Network Segmentation and Layered Access Control Design
I designed a segmented homelab network to separate systems by trust level and function, then controlled inter-VLAN communication with router-based policy instead of broad default access.
Environment
Problem
A flatter network makes early setup easier, but it also creates too much trust between systems that should not communicate freely. I wanted to separate management, services, clients, IoT, and lab traffic so that access between networks had to be explicitly allowed.
Approach
I divided the network by both function and trust level, then treated inter-VLAN routing as a policy decision rather than an automatic convenience. Management needed broad access for administration, while other networks needed tighter boundaries. Lab networks were further separated because offensive tooling such as Kali should not sit on the same trust level as the rest of the environment.
Implementation
- Created VLANs based on role and trust boundaries.
- Used access and trunk ports to correctly segment Layer 2 traffic.
- Relied on Layer 3 routing to control communication between VLANs.
- Implemented router-based Access Control Lists (ACLs) to define allowed and denied traffic paths.
- Applied host-level firewalls to enforce additional security controls at the system level:
- Used Proxmox host firewall rules to protect the hypervisor and management interfaces.
- Configured UFW (Uncomplicated Firewall) on Linux nodes to restrict inbound and outbound traffic.
- Used iptables on TrueNAS to control service-level access and network exposure.
Key Lesson
One of the biggest lessons from this project was that VLAN segmentation alone is not enough to provide real security. While VLANs separate broadcast domains at Layer 2, traffic is still routed at Layer 3 where policy must be enforced. Adding host-based firewalls created a layered security model, ensuring that even if network-level controls were misconfigured, individual systems still enforced their own access restrictions.
Validation
- Tested expected connectivity between approved networks.
- Verified blocked paths stayed blocked.
- Confirmed management retained the broader access it needed.
- Used troubleshooting to distinguish switching issues from routing or ACL issues.
Outcome
The final design gave each part of the homelab a clearer trust boundary and made inter-VLAN access intentional instead of automatic.
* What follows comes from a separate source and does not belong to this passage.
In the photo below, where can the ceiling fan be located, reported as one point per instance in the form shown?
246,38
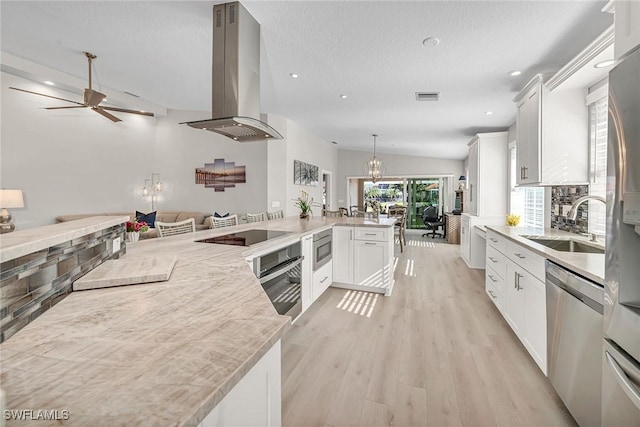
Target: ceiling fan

It also gave me a better troubleshooting model because I could separate switching problems, routing problems, and Access Control List (ACL) policy problems during testing. The design also evolved from simple segmentation into a layered security model combining VLANs, routing policy, and host-based firewalls.
What I Learned
- VLANs separate broadcast domains, but routed traffic still needs policy control.
- Access Control List (ACL) order matters because rule evaluation is top-down.
- Trust boundaries should be designed intentionally, not added later as an afterthought.
- Segmentation only works when the intended behavior is tested and verified.
- Effective security comes from layered controls, not a single mechanism.
What I'd Improve Next
The next step would be turning the policy model into a cleaner source-of-truth document with an explicit flow matrix for every VLAN. That would make future rule changes easier to reason about and reduce the chance of accidental over-permissive access as the environment grows.